Margaret Rose Realy Nominated for a Frankie!

Margaret Rose Realy Nominated for a Frankie! November 27, 2013

This happened while I was on vacation, so I’m a little late to it, but it’s terrific news, and not too late to vote for her! The Catholic Spirituality Blogs Network has nominated Margaret, along with other great Catholic writers, for a Frankie Award honoring some of the year’s best blog posts.

Margaret is nominated for her brief but well-wrought post, “The Perils of Digging Potatoes”.

I wasn’t one to dig potatoes using a spading fork; I found I did more harm to the tubers by using it. With only a few hills to harvest, and the mounded soil being soft, my hands worked best. There was always something a little exciting about blindly plunging bare hands into warm soil and bumping into potatoes. Wiggling fingers underneath the tubers, I would pop them up and out of the mound.

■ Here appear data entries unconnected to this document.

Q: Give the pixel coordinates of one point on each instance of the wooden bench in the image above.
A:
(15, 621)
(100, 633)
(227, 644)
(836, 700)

But the plunging bare hands at times would meet with peril. Pushing fingers into the soil, there is that split second when I’d realize that the pressure pushing back wasn’t a potato, and I couldn’t stop the forward motion quick enough. Then it was too late, I’d just been cut by glass. Wounded, I withdrew, dismayed but not surprised—its one of the risks of gardening in an area that was used for trash. No matter how careful I was at preparing the soil, every once in a while something nasty would work its way up and out of the depths.

A similar thing happened the other day when a sin worked its way out. There was that split second when I knew my soul was about to be wounded by a lie…but it was too late, I couldn’t stop the words. The result was calumnity—I had planted seeds of doubt in the heart of another.

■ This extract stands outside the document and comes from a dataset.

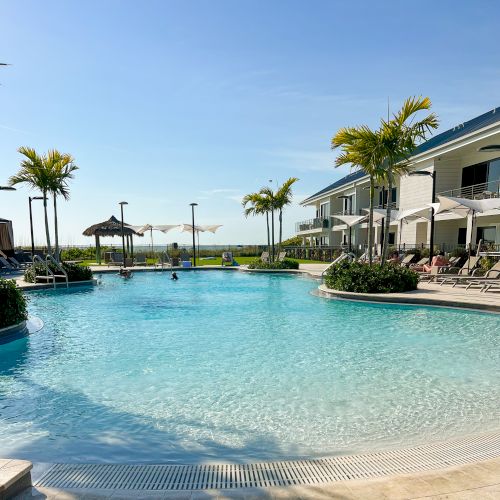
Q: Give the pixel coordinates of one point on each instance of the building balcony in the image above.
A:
(481, 191)
(312, 225)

And for what? To feel more important? To appear more knowledgeable? To be liked and feel part of a group? My soul is worth more than that. Worth more than a two minute sound bite, or the bitter unspoken words in my heart, or that drink from the drive-through window that wasn’t really mine and wasn’t really free.

You can read the rest here, and then — if you’re inclined — take a second to go here and cast a vote her way.

It’s thrilling to see Margaret get a little recognition because she is one of those lovely, low-key beauties of a writer who (perhaps because she is a master gardener, after all) plants a seed in the reader, and then trusts that it will grow without her needing to belabor things. Her stuff is contemplative, low-to-the ground and worth seeking out. Just as Tony Rossi consistently brings light that uplifts the spirit with his posts, Margaret consistently brings the sense of patient hope. Reading her is literally like taking a slow walk through a garden and stopping to appreciate a shoot of new growth, or the way a fallen limb can provide rest and shelter; how a bit of shadow is also a cooling shade.

This reminds me, if you have a gardener on your Christmas list — or someone who could benefit from a gardener’s carefully attentive touch, a 2-book “Margaret Rose Realy” set might be the very thing — one to read for for now or any time, and one particularly good for Lent. I’ve given both to a gardening neighbor, and she’s become a fan, of course.

Life can be brutal. There is something addictive about a voice like Margaret’s — who understands that even a hardy, hand-tilled garden faces mindless destruction and erosion and unforeseen calumny, but may still be reclaimed — is an invaluably reassuring companion for the journey.